Re: [codec] draft-ietf-codec-oggopus-07 packet sizes

Mark Harris Wed, 13 May 2015 00:45:13 -0700

Timothy B. Terriberry wrote:
> Mark Harris wrote:
>>
>>     An Ogg Opus player MUST play any valid Ogg Opus stream with a
>>     channel mapping family of 0 or 1 that contains no packet larger
>>     than 61,440 octets, even if the number of channels does not match
>>     the physically connected audio hardware.
>
>
> This should probably forward-reference Section 6, i.e., simply by adding a
> "(See Section 6)" after "61,440 octets."


Sounds good.

> Also, I assume you meant this
> restriction to only apply to audio data packets (in keeping with your new
> text in Section 6)?

Actually my proposed text in Section 6 permits rejecting or partial
processing of any packet larger than 61,440 octets (including a
comment packet), although I'm certainly open to other suggestions.  It
was unclear whether the previous text applied to a comment packet, but
if the intent is to allow implementations with a fixed-size packet
buffer then it seems reasonable that the same buffer would be used for
all packets and that the same limit should apply.

>
>> In Section 6 replace:
>>
>>     Technically, valid Opus packets can be arbitrarily large due to the
>>     padding format, although the amount of non-padding data they can
>>     contain is bounded.  These packets might be spread over a similarly
>>     enormous number of Ogg pages.  Encoders SHOULD use no more padding
>>     than is necessary to make a variable bitrate (VBR) stream constant
>>     bitrate (CBR).  Decoders SHOULD avoid attempting to allocate
>>     excessive amounts of memory when presented with a very large packet.
>>     Decoders SHOULD reject packets larger than 60 kB per channel, and
>>     display a warning message, and MAY reject packets larger than 7.5 kB
>>     per channel.  The presence of an extremely large packet in the stream
>>     could indicate a memory exhaustion attack or stream corruption.
>>
>> with:
>>
>>     Technically, valid Opus packets can be arbitrarily large due to
>>     padding, although the amount of non-padding data that an audio data
>>     packet can contain is bounded.  These packets might be spread over
>>     a similarly enormous number of Ogg pages.  In an audio data packet,
>>     encoders SHOULD use no more padding than is necessary to make a
>>     variable bitrate (VBR) stream constant bitrate (CBR).  Decoders
>
>
> Talking about doing something in a single audio data packet that affects an
> entire stream seems a little tortured.

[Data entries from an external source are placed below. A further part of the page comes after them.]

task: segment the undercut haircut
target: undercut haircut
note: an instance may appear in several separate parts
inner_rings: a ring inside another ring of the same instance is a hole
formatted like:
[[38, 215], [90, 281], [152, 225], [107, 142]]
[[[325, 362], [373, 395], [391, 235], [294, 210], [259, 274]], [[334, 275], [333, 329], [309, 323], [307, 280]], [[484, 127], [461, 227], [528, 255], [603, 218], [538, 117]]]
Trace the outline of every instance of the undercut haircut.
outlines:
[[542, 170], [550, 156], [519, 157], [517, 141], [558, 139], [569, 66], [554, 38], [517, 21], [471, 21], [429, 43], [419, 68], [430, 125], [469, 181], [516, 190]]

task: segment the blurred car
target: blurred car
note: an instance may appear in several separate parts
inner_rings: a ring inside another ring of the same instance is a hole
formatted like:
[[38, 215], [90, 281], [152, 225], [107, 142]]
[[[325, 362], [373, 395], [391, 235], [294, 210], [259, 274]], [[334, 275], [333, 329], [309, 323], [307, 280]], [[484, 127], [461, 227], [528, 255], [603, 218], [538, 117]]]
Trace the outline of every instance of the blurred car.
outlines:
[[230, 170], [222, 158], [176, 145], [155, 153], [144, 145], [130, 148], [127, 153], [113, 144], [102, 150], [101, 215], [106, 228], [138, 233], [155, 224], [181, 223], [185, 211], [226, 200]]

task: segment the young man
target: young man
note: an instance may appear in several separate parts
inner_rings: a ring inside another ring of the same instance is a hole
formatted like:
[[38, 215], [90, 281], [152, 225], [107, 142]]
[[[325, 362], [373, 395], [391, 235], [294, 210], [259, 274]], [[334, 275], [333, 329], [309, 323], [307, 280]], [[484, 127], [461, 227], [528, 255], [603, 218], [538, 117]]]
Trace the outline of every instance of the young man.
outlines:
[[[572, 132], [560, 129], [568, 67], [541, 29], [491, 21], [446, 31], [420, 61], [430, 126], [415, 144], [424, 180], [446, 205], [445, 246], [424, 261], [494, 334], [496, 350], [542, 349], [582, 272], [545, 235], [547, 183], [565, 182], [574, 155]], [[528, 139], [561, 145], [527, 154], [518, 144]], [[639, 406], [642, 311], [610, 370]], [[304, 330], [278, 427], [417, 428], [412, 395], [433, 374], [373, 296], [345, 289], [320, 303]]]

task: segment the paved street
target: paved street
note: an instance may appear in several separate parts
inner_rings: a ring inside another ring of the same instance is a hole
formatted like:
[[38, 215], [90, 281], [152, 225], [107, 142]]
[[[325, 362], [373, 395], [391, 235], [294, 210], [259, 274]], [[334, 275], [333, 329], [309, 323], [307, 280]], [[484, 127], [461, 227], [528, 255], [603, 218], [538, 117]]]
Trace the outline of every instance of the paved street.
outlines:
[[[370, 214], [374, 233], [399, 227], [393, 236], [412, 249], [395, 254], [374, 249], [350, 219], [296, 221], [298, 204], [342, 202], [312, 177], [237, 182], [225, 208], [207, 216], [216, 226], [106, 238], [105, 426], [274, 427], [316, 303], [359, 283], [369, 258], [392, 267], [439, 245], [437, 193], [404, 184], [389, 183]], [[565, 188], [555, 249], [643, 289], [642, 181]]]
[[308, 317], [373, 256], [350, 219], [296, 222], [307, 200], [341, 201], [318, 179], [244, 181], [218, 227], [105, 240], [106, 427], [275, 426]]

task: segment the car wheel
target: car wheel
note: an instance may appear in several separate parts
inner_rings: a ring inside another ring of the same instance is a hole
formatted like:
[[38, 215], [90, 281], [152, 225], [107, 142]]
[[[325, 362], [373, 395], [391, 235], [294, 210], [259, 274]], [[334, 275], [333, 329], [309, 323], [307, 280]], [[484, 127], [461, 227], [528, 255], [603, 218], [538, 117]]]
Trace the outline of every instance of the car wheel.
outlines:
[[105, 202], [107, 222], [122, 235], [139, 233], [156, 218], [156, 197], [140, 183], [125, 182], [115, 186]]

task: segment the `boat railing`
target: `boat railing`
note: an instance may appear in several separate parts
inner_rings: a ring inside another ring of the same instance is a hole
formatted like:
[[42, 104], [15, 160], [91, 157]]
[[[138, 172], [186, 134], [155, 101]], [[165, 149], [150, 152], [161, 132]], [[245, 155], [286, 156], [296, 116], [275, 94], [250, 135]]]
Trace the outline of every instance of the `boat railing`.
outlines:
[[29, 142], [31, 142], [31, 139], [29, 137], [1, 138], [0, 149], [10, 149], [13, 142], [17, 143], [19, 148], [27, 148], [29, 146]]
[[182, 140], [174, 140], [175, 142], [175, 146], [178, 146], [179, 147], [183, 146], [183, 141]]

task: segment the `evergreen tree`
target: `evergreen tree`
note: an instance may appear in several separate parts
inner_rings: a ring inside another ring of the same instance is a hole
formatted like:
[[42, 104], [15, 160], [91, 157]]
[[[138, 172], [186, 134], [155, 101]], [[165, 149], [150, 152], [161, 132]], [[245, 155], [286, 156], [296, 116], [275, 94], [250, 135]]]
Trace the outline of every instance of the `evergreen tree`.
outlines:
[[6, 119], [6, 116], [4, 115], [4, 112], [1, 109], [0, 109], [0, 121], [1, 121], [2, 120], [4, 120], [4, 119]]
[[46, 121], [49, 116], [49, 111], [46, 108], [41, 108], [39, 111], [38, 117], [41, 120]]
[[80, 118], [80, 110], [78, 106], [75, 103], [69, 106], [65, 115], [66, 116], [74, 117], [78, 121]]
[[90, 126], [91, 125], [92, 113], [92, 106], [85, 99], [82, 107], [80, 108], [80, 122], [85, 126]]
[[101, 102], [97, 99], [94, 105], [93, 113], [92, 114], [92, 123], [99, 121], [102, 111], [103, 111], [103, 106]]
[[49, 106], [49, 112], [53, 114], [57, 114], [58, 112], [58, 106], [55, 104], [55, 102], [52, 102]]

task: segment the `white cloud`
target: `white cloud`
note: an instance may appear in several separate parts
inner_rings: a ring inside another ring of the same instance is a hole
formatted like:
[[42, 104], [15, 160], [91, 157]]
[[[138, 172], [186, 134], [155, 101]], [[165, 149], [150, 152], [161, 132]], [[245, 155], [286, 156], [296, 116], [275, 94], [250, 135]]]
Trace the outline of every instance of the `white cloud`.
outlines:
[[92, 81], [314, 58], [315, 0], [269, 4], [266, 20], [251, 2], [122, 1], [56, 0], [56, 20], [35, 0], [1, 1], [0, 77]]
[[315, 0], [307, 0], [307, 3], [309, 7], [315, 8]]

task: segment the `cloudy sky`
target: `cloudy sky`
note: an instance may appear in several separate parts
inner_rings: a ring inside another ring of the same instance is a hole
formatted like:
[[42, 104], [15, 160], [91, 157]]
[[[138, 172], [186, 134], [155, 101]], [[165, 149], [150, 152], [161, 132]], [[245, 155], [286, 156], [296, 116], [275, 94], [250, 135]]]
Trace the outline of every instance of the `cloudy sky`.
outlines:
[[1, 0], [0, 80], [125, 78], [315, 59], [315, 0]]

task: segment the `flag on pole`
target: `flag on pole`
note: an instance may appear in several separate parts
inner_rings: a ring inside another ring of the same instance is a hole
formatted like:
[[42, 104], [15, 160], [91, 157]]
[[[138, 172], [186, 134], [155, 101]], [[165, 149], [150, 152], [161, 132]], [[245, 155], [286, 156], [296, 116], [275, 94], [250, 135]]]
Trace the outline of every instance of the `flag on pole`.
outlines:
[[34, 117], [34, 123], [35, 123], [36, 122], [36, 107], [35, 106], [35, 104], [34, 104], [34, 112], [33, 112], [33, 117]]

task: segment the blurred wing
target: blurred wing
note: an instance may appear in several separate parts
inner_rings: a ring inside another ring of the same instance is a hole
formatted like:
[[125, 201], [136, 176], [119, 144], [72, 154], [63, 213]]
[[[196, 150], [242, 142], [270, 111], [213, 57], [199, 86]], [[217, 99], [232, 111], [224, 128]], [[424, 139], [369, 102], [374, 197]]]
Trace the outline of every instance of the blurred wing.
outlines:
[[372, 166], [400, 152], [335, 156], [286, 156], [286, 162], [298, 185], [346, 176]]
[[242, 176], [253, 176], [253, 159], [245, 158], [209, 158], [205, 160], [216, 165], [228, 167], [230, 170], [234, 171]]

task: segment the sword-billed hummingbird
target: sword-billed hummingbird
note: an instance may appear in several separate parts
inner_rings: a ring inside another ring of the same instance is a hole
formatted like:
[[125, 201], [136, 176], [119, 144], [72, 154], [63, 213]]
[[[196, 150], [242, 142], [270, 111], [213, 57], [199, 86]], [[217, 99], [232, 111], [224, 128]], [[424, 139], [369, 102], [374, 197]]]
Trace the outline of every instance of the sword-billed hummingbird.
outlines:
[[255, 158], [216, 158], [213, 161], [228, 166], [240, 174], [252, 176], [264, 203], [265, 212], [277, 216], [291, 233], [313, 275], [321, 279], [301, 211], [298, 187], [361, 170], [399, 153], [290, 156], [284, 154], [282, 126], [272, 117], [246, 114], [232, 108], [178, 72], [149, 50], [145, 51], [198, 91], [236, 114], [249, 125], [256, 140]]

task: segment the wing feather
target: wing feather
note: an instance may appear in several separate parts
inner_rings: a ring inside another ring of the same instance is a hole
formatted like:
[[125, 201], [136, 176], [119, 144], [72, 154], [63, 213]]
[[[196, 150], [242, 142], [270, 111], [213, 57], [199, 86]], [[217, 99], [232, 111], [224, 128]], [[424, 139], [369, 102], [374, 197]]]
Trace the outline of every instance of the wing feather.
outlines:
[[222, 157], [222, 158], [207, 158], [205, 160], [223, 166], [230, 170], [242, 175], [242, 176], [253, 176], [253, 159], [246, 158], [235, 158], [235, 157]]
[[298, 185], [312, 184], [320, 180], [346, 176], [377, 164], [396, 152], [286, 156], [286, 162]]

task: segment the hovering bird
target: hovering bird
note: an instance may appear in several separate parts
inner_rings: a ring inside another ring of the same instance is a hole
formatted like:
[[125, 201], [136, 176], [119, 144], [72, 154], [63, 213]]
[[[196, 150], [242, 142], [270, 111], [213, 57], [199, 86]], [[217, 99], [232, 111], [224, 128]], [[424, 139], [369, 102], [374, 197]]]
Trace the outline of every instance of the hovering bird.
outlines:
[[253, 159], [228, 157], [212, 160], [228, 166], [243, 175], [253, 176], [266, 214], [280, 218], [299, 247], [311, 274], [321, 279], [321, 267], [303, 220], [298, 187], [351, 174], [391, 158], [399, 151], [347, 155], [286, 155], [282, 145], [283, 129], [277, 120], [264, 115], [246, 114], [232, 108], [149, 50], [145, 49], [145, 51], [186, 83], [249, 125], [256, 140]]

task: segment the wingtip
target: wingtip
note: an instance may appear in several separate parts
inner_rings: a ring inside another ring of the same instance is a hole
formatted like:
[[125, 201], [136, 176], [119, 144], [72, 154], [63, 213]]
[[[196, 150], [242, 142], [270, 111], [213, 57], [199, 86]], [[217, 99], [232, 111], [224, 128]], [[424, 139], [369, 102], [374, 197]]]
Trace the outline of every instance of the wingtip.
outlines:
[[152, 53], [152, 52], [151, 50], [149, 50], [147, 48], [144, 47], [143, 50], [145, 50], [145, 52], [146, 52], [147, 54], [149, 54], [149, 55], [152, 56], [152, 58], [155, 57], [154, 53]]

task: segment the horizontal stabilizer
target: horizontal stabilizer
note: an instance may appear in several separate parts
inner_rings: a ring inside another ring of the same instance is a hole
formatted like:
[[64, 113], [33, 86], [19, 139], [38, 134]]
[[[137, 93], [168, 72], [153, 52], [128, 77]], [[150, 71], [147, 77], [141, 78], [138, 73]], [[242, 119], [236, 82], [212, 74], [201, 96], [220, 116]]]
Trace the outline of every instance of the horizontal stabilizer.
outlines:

How about, "Encoders SHOULD pad audio
> data packets no more than necessary to make a variable bitrate (VBR) stream
> constant bitrate (CBR)"?

I'm not real happy with that wording, which seems as though it could
be misinterpreted as saying that encoders SHOULD pad audio data
packets to make a VBR stream CBR, but not use any more padding than
needed for that.  The intent was to just add a clause to the previous
text to make it clear that it is not restricting the use of other
kinds of padding, such as padding at the end of the comment packet in
a stream that is already CBR.  How about: "Encoders SHOULD limit the
use of padding in audio data packets to no more than is necessary to
make a variable bitrate (VBR) stream constant bitrate (CBR)"?

>
>>     SHOULD reject audio data packets larger than 61,440 octets per
>>     stream; such packets necessarily contain more padding than needed
>>     for this purpose.  Decoders SHOULD avoid attempting to allocate
>>     excessive amounts of memory when presented with a very large
>>     packet, and MAY reject or partially process any packet larger
>>     than 61,440 octets.  The presence of an extremely large packet
>
>
> This limit is reasonable for channel mapping families 0 and 1 (7.5 kB per
> stream for each of a maximum of 8 non-useless streams), but not for channel
> mapping family 255, which may carry many more channels (and is currently the
> only way to do so). Suggest, "...and MAY reject or partially process any
> packet larger than 61,440 octets when used with channel mapping family 1, or
> a packet larger than 7,680 octets per stream when used with channel mapping
> family 255."

Does the 7,680 octets per stream apply to the comment packet?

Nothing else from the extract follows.